Consider Jonathan Rose, a New York-based developer whose mission is not simply to turn a profit, but rather to profit while transforming communities in a socially responsible way. To this end, he oversees
the development of mixed-use, mixed-income, transit-accessible communities with a cultural program. Entering wealthy resort communities—the Hamptons in New York, and Frisco, Colorado—and devising comprehensive plans that reconstitute the regions so that the local, lower-income workforce that serves the weekend vacationers can afford to live in the community.

In order for patronage to serve as a catalyst of great design, the patron must learn how to successfully find an architectural match.

Meanwhile in England, Igloo, a property investment firm specializing in socially responsible projects, is at work on a diverse portfolio. In 2006, the United Nations designated the company as the “world’s first
socially responsible property fund.” Igloo normally selects a team of different architects to give the design multiple voices. The firm also works with an urban designer from beginning to end, helping to guide its effort to create cohesive and meaningful spaces. The company operates under four guiding principles: outstanding design quality, environmental sustainability, social progress for its inhabitants, and the promotion of health, happiness and wellbeing.

Citing recent research into the science of happiness, chief executive Chris Brown is convinced neighborhoods are fundamental in that pursuit. Igloo’s work, however, is no simple act of altruism. “Our projects are all commercially driven,” he says. “Our values allow us to work successfully in a market niche. ” In order for patronage to serve as a catalyst of great design, the patron must learn how to successfully find an architectural match. “Good design comes from the relationship between architect and client,” says Brown. “We work hard on the brief, we do extensive community engagement, and we select architects with a certain style. “

Image: Martine Hamilton-KnightRem Koolhaas, in a memorable 2006 interview with the German newspaper Der Spiegel, said: “Today’s architecture is subservient to the market and its terms. The market has supplanted ideology. Architecture has turned into a spectacle. It has to package itself and no longer has significance as anything but a landmark.”

True, perhaps, but if the market has appropriated some of the ideologies that once drove Modern architecture—social housing, inventive formal solutions—then architecture can reclaim its significance as something more than a mere landmark. It can once again emerge from the boudoir and get back to solving the problems that once inspired the Modernist architects.

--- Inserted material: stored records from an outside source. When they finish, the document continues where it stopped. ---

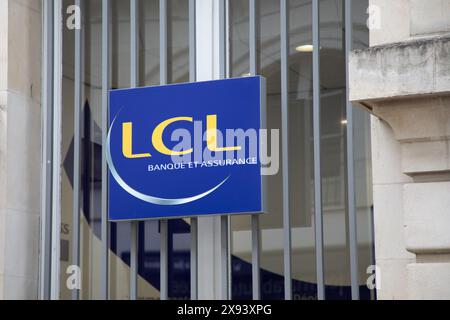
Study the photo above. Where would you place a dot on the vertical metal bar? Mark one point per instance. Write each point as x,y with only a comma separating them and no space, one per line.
285,147
256,237
163,41
47,125
56,179
193,78
134,78
192,42
317,152
194,257
104,274
77,153
224,225
164,264
164,227
353,239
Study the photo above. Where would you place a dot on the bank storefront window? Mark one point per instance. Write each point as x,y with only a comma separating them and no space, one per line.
273,256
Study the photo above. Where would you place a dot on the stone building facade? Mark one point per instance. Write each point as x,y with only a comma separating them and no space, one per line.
404,80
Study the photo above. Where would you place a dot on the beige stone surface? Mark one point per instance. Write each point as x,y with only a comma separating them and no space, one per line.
394,21
429,281
427,217
24,48
405,69
393,279
20,147
429,17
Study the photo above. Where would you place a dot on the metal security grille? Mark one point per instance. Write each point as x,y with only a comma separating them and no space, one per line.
51,169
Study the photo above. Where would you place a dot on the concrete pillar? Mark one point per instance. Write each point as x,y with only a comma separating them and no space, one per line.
20,147
406,85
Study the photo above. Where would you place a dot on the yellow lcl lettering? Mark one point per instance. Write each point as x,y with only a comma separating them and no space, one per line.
211,136
159,145
127,143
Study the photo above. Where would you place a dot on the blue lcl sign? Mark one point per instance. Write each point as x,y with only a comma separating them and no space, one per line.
186,150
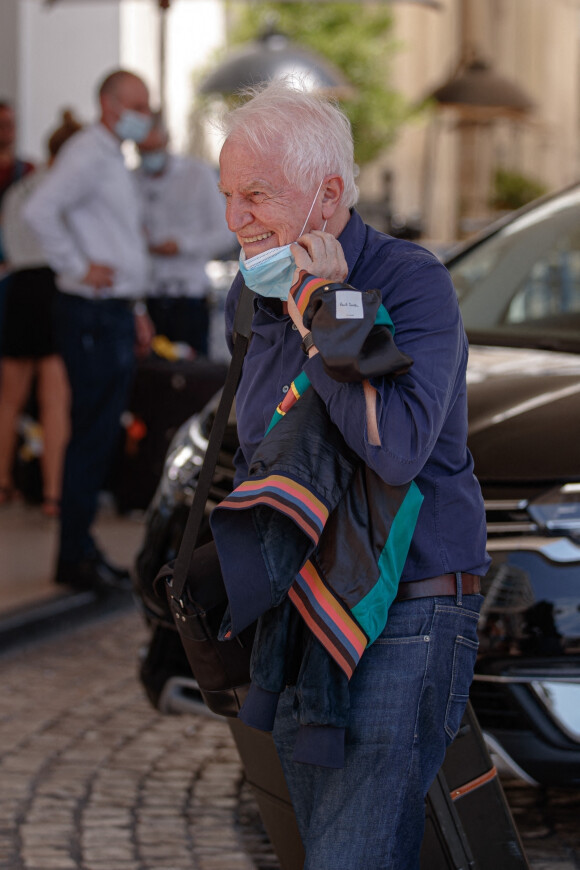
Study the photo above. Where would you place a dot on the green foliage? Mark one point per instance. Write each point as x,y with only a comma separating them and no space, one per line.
511,190
357,39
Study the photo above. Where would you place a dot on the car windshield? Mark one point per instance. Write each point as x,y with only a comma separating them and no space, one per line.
521,285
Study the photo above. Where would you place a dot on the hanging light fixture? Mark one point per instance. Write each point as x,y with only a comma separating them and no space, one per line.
274,56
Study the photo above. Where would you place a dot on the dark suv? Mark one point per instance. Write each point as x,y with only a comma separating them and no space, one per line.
519,290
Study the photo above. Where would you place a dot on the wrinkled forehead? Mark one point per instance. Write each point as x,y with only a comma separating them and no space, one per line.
243,164
133,93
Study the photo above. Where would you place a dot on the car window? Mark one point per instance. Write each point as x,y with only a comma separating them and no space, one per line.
524,280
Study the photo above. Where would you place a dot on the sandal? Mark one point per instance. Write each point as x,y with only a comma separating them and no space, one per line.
51,507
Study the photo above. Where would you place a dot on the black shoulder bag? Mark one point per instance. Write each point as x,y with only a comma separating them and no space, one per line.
193,583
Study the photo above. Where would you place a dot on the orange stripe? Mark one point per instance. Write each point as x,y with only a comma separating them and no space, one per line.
290,486
308,527
473,784
345,665
349,628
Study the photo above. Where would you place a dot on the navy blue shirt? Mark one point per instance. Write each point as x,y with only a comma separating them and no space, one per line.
422,415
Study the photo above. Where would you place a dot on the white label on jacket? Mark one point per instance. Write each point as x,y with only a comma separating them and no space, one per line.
349,305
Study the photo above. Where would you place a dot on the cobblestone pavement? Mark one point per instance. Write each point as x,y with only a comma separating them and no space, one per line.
92,778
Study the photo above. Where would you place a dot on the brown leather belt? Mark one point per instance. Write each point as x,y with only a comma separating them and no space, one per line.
445,584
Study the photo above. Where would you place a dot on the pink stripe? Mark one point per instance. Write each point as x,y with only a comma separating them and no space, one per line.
292,489
317,632
309,529
313,581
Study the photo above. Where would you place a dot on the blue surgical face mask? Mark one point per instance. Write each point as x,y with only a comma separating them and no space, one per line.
153,162
271,273
133,125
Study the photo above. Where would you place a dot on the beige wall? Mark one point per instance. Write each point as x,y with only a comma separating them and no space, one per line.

It was a medieval Florentine banking market that unlocked the Renaissance, a soap business near the busy Erie Canal that changed the game for Wright, and a thriving Parisian insurance company that permitted Le Corbusier, in his estimation, to create for Modernism what the Parthenon created for Antiquity. “We live in markets,” says Brown.“ This is an issue about markets. At the end of the day, this is a battle for people’s investment dollars, and that’s a battle we want to win.”